DeepSeek allegedly focused on Claude’s reasoning abilities while creating ‘censorship-safe alternatives to politically sensitive questions.’
Anthropic claims that DeepSeek and two other Chinese AI companies misused its Claude AI model to enhance their products. In an announcement on Monday, Anthropic revealed that the “industrial-scale campaigns” involved the creation of about 24,000 fraudulent accounts and over 16 million exchanges with Claude, as initially reported by The Wall Street Journal.
The three companies — DeepSeek, MiniMax, and Moonshot — are accused of “distilling” Claude, or training a smaller AI model based on a more advanced one.

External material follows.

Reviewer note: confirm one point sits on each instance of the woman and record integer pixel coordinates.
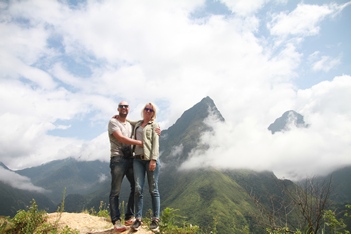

While Anthropic considers distillation a “legitimate training method,” it notes potential illicit uses, stating it can “acquire powerful capabilities from other labs in significantly less time and cost than developing them independently.”
Anthropic warns that illicitly distilled models are unlikely to retain existing safeguards. “Foreign labs that distill American models can then feed these unprotected capabilities into military, intelligence, and surveillance systems — enabling authoritarian governments to deploy frontier AI for offensive cyber operations, disinformation campaigns, and mass surveillance,” it states.
DeepSeek, noted for its efficient models, conducted over 150,000 exchanges with Claude, targeting its reasoning capabilities, according to Anthropic. It’s accused of using Claude to generate “censorship-safe alternatives to politically sensitive questions about dissidents, party leaders, or authoritarianism.” Last week, OpenAI similarly accused DeepSeek of “ongoing efforts to free-ride on the capabilities developed by OpenAI and other U.S. frontier labs.”
Moonshot and MiniMax conducted over 3.4 million and 13 million exchanges with Claude, respectively. Anthropic is urging AI industry members, cloud providers, and lawmakers to tackle distillation and suggests that “restricted chip access” could limit model training and the scale of illicit distillation.